Study Rationale: Accumulative evidence suggests a strong connection between the brain and the gut, with chronic intestinal inflammation being linked to an increased risk of Parkinson’s disease (PD). However, limited access to human tissue is a significant roadblock to further explore potential biomarkers of PD in the gut. These biomarkers can help identify individuals at risk of the disease and design novel strategies for disease prevention. The goal of this study is to advance techniques that will allow the utilization of archived intestinal tissue from PD patients to characterize the top biological pathways associated with PD development, LRRK2 kinase activity and intestinal inflammation (Paneth cell function).

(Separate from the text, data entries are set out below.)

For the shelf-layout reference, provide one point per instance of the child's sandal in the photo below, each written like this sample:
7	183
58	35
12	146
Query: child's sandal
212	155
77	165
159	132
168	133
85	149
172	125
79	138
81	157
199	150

Hypothesis: We hypothesize that PD diagnosis are associated with significant changes in the LRRK2 kinase signaling pathway and Paneth cell pathology in the gut. We also hypothesize that patients with inflammatory bowel disease (IBD), known to have a higher risk of PD, will have elevated levels of urine bis(monoacylglycero)phosphate (BMP), a sensitive biomarker of PD, which may help stratify patients at increased risk of PD.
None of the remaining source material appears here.